Speaking of children’s television: In the last Hey Arnold! episode, “The Journal,” Arnold finds his long-lost parents’ journal and, right before the credits roll, a map that may very well lead him to them. This narrative was supposed to be completed by the intended big-screen sequel, The Jungle Movie, but the movie never got a green light, and we never got to find out whether Arnold finds his parents.
The Tanner family doesn’t immediately fall in love with the grumpy, caustic creature who lands in their garage after his previous home — the planet Melmac — is blasted into bits and pieces. But after the military indicates an interest in torturing, testing, and possibly killing him, the Tanners decide to keep the Alien Life Form around, and he soon becomes simply ALF, the sassy, lovable puppet that entertained kids from 1986 to 1990.
But there’s a twist in ALF’s last episode that turns a bittersweet goodbye into a horrifying one; just as ALF is about to hitch a ride off the planet with a couple of fellow stranded Melmacians, the military swoops in, captures him, leaving us to wonder whether we’d soon see a familiar face in an alien autopsy video.
In this series’ final episode, Chuck, having been back from the dead for some time, finally reveals to her mother and aunt that she’s still alive. And… that’s all, folks. Recognizing, however, that the show ended with an unbearable cliffhanger, Pushing Daisies creator Bryan Fuller planned to release a third season of sorts in comic book form (cf. Buffy the Vampire Slayer).
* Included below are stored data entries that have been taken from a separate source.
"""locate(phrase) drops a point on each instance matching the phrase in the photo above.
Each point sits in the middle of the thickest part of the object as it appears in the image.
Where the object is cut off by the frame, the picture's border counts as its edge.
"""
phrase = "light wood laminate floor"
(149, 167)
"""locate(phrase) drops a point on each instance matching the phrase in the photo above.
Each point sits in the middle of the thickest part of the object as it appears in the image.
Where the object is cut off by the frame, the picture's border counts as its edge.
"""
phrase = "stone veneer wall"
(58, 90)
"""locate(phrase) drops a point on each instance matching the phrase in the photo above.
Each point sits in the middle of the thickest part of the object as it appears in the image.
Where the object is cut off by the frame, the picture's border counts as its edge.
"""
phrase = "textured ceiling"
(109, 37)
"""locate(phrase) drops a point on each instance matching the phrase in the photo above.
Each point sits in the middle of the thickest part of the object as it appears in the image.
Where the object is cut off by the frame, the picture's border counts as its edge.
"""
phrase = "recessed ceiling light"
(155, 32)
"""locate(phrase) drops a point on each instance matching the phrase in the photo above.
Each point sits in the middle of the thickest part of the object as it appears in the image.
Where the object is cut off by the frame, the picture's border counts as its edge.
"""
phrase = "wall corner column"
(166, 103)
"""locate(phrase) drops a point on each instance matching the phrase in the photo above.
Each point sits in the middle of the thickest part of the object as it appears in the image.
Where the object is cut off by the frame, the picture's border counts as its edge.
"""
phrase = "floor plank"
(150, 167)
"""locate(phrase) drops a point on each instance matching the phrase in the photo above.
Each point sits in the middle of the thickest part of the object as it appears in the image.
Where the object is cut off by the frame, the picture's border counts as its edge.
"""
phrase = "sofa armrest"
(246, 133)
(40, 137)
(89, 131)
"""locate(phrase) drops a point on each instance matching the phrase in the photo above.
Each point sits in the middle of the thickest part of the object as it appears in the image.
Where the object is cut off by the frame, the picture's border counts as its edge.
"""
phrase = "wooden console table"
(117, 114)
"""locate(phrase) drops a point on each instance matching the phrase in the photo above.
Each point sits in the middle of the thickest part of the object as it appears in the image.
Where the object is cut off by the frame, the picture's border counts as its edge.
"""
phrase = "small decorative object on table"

The volume was intended for release by DC comics early this year, but since the imprint set to publish it went under, the project remains stalled.
ABC Family’s Kyle XY debuted with a whole lot of questions, answered a few, and then raised even more nagging ones, as the belly button-free enigma ends his three seasons of screen time with a love triangle and the revelation that his arch nemesis is also his half brother. Wham! Canceled.
In Moesha’s eventful final episode, Myles is kidnapped and Hakeem proposes to a probably knocked-up Moesha. Sadly, Myles could show up in a body bag at Moesha’s shotgun wedding for all we know because the series was canceled in 2001 after the comedy-turned-melodrama’s ratings had fallen so far.